New York University Professor Stephen Duncombe has brought Sir Thomas More’s 16th century tale, Utopia, into the 21st century with the first web-based, open source, and open access edition of More’s classic work.
“Open Utopia” may be found at http://theopenutopia.org.
Duncombe has utilized the capabilities of the web to enable readers to engage in Utopia in new ways that open up the text, creating a platform for others to comment upon More’s text and write their own, building communities of critics and creators. In collaboration with the Institute for the Future of the Book, “Open Utopia” features a “Social Book” edition that allows Utopia readers to annotate the text on-line and then share their thoughts with communities as small as a local book club or as large as the world. Through “Wikitopia,” a wiki platform for collective authorship, readers become writers: drafting individual and collective new visions of Utopian societies.

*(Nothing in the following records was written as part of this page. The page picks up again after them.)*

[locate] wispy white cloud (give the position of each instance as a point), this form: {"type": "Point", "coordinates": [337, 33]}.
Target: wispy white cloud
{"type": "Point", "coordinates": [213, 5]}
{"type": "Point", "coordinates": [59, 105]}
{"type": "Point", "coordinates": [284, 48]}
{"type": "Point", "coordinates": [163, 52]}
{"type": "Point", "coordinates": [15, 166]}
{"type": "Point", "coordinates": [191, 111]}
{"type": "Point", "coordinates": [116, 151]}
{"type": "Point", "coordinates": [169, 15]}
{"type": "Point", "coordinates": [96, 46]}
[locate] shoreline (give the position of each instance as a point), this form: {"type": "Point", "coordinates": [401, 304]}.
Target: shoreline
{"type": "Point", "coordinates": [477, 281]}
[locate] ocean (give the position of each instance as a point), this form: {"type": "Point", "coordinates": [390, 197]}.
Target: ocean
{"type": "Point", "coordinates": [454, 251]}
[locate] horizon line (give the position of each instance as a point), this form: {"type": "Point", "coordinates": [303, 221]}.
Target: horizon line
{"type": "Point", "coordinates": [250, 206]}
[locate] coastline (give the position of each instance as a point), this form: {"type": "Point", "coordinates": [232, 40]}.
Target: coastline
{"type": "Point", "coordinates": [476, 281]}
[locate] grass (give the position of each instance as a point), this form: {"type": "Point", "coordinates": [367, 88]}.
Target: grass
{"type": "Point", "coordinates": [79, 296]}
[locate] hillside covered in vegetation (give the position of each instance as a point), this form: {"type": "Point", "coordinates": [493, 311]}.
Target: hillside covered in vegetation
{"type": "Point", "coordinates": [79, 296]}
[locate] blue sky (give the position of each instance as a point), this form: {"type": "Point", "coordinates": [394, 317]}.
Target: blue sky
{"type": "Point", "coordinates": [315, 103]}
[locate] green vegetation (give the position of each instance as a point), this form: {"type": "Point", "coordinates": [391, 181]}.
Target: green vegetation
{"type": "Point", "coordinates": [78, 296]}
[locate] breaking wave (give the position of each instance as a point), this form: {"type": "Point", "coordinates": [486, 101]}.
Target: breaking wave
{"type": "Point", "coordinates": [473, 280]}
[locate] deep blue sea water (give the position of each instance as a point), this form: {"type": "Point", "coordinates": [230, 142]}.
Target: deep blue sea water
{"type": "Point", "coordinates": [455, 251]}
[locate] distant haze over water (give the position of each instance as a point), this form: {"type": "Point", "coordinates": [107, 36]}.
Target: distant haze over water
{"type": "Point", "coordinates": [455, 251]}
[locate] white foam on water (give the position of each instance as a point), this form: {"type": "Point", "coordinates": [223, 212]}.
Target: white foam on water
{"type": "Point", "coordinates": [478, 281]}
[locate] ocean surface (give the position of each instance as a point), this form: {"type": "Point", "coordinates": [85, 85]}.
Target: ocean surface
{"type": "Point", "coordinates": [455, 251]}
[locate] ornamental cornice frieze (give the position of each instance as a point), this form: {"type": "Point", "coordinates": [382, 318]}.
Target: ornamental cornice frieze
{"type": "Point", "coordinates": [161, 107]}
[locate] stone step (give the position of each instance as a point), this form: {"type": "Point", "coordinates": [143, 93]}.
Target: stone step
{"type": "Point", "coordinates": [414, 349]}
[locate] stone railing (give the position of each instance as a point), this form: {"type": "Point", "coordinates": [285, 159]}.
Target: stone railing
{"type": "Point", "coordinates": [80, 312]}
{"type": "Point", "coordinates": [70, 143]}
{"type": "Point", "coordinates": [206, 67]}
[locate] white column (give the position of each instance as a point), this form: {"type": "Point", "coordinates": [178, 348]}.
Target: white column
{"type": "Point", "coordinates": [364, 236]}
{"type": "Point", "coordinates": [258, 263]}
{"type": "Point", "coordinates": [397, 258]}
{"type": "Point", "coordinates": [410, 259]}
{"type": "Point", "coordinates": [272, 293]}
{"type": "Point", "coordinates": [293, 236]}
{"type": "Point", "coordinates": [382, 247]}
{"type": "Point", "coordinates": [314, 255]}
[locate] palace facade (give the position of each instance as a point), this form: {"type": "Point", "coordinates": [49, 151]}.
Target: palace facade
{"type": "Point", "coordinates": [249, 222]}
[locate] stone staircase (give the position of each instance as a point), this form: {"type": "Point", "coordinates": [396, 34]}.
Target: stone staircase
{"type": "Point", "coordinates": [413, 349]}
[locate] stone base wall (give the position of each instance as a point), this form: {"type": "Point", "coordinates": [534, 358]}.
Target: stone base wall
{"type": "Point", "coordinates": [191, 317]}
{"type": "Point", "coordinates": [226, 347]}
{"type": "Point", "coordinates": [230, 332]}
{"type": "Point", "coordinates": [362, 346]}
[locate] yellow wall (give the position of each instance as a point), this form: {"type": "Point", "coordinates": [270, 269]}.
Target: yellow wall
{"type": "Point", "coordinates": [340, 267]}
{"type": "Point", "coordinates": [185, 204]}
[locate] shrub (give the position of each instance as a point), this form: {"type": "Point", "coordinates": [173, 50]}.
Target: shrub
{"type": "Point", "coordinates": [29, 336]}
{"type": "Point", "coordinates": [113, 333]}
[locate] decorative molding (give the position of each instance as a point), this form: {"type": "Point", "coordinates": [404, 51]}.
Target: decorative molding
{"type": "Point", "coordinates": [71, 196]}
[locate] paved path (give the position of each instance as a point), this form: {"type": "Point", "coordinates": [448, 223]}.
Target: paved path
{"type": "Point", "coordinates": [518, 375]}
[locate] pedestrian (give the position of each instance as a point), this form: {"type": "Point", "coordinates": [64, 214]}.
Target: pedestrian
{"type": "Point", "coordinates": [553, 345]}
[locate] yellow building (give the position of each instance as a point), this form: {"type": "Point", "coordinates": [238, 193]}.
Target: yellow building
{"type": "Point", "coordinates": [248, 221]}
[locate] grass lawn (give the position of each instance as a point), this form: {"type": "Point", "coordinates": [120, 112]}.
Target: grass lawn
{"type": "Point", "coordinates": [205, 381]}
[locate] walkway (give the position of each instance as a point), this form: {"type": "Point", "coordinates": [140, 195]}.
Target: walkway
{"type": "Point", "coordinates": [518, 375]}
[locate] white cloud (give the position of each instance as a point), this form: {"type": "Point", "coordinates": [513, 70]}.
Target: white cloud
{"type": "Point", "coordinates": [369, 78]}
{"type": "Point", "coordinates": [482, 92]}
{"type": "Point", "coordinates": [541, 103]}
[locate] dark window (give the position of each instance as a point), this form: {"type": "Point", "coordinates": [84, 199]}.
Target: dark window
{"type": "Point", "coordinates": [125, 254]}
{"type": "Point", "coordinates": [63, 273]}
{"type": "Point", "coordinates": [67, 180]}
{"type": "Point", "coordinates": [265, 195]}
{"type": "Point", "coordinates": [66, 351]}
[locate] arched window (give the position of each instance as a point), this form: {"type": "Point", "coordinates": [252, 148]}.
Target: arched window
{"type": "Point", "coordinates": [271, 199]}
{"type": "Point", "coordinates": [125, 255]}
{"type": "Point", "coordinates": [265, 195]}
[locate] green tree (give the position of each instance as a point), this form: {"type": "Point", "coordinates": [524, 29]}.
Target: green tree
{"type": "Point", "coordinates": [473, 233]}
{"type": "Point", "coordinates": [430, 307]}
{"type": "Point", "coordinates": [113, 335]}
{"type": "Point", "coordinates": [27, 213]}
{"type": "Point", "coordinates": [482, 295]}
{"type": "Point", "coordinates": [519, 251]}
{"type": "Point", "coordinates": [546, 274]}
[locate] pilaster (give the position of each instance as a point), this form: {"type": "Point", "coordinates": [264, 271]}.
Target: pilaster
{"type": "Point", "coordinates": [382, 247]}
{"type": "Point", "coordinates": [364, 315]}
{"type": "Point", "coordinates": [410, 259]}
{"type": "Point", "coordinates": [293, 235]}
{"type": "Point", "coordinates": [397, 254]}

“Open Utopia” also features an ever-expanding library of user-generated, Utopian-themed videos and images as well as audio files of Utopia read aloud.
“We need Utopian thinking more than ever,” explains Duncombe, an associate professor at NYU’s Gallatin School of Individualized Study, “and I’ve always thought it ironic that a text that lauded common property was restricted by copyright and limited in its distribution through its paper and ink form. My ‘Open Utopia’ project is an effort to open up More’s text – in every way possible.”
Duncombe concludes: “Thomas More’s Utopia is more than the story of a far-off land where there is no private property. It’s a text that instructs us how to approach texts, be they literary or political, in an open manner: open to criticism, open to participation, open to modification, and open to re-creation. I’ve done my best with the ‘Open Utopia’ to convey this message and continue the tradition.”